Meet Vera Stark: Domestic Ambiguity in HollywoodLynn Nottage's latest play tackles the hypocrisy and stereotyping that engulfs the black actress playing a maid in American film. |
For African Americans, few celluloid images cause more mixed feelings, more angst and antipathy, than that of the black domestic. On the one hand, playing the maid was often a black actress' only entrée into the movies -- think Hattie McDaniel snaring that Oscar for Gone With the Wind. And on the other hand, playing the maid only served to reinforce negative racial stereotypes -- think Butterfly McQueen in that same flick, all bug-eyed and squealing about how she didn't know nuthin' about birthin' no babies.
So were the women who resorted to playing those roles in the '30s, '40s and '50s self-interested sellouts?
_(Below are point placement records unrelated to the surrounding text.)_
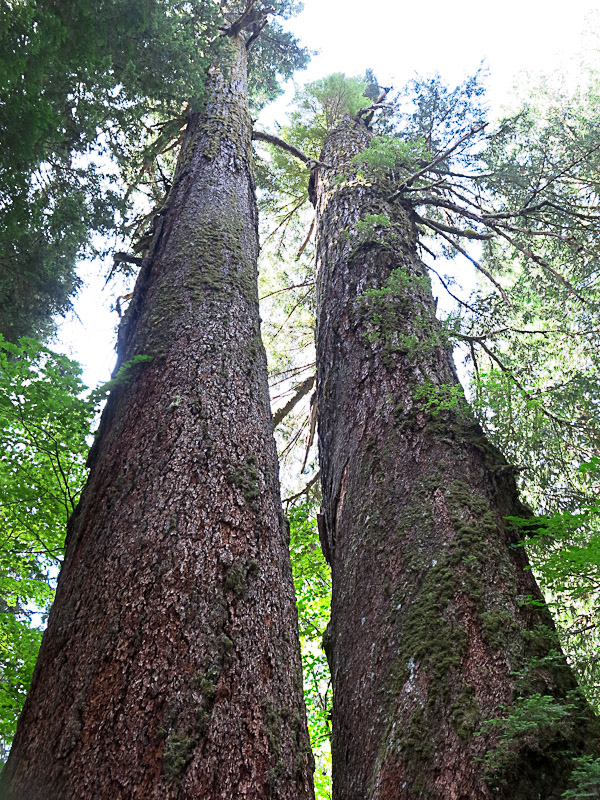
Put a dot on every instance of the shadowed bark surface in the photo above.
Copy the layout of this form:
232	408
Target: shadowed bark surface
430	634
171	666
Race traitors? Should that have, as Lena Horne's father famously insisted his daughter do, refused to play the help? Or were they doing the best they could, given the hand that Hollywood dealt them? Or were they operating from a completely different agenda, committing subversive acts and having the last laugh at Hollywood's expense?
Such are the questions posed by Pulitzer Prize-winning playwright Lynn Nottage's wildly funny new play starring Sanaa Lathan, By the Way, Meet Vera Stark. (The play opens off-Broadway today at the Second Stage Theatre in New York.) Where her previous work, Ruined, focused on the very serious business of rape survivors in the Democratic Republic of Congo, with Vera Stark, Nottage takes on '30s-era screwball comedies to drive home points about racial stereotypes and racial identity, cultural appropriation and exploitation. Vera Stark is a play within a movie within a play, a 70-year journey through the life of a strong-willed black domestic who really wants to act.
It opens in the boudoir of Gloria Mitchell (Stephanie J. Block), who is being administered to by her long-suffering maid, Vera Stark (Lathan). At first blush, the scene appears to be something out of a '30s era weepy, until we quickly realize that the two women are reading lines for a screen test and that this is no ordinary employer-domestic relationship. Vera's a little too tell-it-like-it-is, and Gloria's a little too ready to be told-like-it-is. There's some kind of shared secret simmering beneath the surface, but what is it?